To improve those odds, Dr. Ahsa Vas at the Center for BrainHealth at the University of Texas Dallas has developed a new test that relies on gist reasoning. Rather than laying out concrete questions, the test asks TBI patients to complete four different tests that measure abstract thinking.
Vas explains using the example of Shakespeare’s “Romeo and Juliet”:
“There are no right or wrong answers. The test relies on your ability to derive meaning from important story details and arrive at a high-level summary: Two young lovers from rival families scheme to build a life together and it ends tragically. . . . You integrate existing knowledge, such as the concept of love and sacrifice, to create a meaning from your perspective. Perhaps, in this case, ‘true love does not conquer all.’”

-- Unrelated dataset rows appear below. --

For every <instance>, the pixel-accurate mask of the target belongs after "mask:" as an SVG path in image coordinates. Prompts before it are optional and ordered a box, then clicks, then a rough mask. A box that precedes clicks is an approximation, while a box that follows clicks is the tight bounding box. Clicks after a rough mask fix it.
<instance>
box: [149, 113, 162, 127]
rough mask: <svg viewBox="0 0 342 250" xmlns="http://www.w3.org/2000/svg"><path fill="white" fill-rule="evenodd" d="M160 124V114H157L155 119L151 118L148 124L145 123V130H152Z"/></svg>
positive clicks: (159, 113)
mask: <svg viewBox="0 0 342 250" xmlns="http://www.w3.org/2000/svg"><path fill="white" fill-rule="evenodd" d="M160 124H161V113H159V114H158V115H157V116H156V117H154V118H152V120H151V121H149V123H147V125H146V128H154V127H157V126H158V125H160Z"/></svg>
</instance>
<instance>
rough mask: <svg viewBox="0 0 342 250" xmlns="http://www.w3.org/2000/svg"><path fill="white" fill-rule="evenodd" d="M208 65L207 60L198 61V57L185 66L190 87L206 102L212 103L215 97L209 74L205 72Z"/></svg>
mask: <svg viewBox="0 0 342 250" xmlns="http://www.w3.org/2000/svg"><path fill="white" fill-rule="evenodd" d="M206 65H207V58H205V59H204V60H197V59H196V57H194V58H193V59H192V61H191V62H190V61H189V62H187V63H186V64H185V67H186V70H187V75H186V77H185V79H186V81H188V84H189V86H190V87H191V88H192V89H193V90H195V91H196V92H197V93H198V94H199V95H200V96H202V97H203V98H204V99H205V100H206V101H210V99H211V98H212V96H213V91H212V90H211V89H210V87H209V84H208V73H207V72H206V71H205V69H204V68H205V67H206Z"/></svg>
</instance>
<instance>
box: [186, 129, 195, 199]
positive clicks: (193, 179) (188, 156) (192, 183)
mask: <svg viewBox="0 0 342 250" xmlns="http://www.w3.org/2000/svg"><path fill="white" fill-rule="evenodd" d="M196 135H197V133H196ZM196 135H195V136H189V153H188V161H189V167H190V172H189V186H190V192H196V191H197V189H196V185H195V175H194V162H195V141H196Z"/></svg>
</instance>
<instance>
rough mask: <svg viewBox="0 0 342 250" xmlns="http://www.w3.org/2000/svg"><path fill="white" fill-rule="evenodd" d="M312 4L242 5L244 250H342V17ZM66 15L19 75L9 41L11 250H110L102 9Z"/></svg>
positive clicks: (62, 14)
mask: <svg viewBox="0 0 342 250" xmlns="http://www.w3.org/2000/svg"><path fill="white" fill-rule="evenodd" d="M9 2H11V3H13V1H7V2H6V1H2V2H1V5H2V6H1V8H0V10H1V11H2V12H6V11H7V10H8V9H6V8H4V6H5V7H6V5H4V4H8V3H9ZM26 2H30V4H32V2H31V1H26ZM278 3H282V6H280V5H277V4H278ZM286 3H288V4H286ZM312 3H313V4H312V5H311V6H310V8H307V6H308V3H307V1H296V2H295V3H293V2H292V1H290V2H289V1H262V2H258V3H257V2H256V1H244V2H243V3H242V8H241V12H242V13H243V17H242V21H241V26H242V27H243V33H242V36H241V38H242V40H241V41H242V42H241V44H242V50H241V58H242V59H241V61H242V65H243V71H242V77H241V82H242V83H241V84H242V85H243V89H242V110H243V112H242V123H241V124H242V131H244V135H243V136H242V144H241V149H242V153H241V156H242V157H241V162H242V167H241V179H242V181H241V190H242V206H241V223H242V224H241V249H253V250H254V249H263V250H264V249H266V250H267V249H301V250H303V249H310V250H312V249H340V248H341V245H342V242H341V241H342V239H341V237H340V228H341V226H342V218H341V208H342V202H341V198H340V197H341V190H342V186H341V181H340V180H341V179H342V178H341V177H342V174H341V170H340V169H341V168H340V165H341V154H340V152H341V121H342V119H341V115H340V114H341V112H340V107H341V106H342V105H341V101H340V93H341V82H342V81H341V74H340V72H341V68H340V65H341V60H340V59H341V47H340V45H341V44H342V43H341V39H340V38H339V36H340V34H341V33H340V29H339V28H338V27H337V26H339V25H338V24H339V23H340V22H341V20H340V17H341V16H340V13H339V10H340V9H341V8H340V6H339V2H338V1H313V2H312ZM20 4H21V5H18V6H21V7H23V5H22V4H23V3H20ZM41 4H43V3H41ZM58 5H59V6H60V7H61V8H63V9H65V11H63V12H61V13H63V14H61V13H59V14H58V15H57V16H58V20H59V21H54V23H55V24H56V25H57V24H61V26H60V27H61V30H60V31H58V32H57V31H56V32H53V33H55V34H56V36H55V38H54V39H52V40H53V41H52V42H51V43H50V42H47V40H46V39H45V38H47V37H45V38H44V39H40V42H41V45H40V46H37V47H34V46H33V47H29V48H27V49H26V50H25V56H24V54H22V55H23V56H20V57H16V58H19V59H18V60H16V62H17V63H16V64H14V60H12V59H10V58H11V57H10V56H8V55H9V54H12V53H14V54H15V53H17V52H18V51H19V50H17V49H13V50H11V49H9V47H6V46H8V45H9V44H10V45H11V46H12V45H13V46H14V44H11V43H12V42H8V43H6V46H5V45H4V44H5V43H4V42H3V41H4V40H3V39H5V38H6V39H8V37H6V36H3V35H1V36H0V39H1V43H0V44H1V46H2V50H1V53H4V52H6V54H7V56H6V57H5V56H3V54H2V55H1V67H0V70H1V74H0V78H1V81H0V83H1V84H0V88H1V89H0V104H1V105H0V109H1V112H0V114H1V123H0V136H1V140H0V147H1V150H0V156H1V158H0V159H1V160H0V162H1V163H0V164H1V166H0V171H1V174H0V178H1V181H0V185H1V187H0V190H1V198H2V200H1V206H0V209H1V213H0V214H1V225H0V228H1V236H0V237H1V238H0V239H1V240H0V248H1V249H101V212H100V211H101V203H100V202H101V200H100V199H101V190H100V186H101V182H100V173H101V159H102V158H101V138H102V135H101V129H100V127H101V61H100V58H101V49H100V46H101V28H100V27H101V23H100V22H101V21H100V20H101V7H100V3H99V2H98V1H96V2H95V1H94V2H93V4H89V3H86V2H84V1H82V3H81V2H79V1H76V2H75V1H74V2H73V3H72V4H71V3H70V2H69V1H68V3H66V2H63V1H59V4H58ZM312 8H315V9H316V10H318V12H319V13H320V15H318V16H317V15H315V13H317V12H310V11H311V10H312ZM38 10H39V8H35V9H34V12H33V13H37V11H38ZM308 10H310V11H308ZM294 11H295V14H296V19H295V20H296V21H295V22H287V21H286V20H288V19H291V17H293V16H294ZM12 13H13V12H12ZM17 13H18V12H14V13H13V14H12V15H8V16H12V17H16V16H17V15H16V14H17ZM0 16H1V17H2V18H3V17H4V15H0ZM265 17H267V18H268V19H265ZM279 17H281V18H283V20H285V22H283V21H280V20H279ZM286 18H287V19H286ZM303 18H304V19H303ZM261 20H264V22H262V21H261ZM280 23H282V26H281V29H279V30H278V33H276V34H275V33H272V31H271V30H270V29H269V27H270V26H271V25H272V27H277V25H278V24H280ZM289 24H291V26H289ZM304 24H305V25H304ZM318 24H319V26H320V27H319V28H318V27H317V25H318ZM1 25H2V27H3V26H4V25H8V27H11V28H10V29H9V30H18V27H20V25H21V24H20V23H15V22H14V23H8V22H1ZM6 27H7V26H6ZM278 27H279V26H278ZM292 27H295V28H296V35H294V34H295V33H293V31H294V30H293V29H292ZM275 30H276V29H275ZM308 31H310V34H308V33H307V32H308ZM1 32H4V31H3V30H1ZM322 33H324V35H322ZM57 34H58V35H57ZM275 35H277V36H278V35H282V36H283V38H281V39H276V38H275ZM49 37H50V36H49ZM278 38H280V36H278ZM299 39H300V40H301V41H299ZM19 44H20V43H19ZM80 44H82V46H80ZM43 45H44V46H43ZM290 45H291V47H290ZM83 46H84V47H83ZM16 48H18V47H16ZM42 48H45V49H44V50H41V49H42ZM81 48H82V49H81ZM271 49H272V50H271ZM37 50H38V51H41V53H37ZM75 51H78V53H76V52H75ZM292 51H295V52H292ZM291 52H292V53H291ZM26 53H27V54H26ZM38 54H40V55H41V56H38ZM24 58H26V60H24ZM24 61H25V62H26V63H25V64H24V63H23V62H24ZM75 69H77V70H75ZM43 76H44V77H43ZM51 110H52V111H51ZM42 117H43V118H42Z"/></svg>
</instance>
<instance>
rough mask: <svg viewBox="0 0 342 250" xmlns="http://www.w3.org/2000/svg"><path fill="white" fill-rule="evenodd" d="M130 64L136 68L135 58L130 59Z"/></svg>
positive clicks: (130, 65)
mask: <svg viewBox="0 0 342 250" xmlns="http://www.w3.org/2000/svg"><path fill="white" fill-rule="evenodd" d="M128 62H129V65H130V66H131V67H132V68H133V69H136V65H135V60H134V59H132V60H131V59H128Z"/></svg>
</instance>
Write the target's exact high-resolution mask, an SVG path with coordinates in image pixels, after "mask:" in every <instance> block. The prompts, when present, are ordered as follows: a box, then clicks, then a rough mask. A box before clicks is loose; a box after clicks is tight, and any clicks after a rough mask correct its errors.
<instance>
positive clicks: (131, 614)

Because gist reasoning tests require TBI patients to use multiple cognitive functions at once, they tend to more correctly identify cognitive disability. The study tested 70 participants, 30 of whom had a history of moderate to severe TBI over 1 year ago. The gist reasoning test, called the Test of Strategic Learning correctly identified 84.7% of the TBI patients.
Whether a head injury is caused by a fall or an auto accident, its effects on everyday life can be dramatic. Some symptoms, like dizziness and nausea, are easy to track and treat. But cognitive impairment can mask itself as shock immediately after the injury. Then, later, a person may not realize that his TBI is behind his having trouble at work or problems keeping a romantic partner. Proper screening is needed to get TBI patients the treatment they need to better perform daily life functions.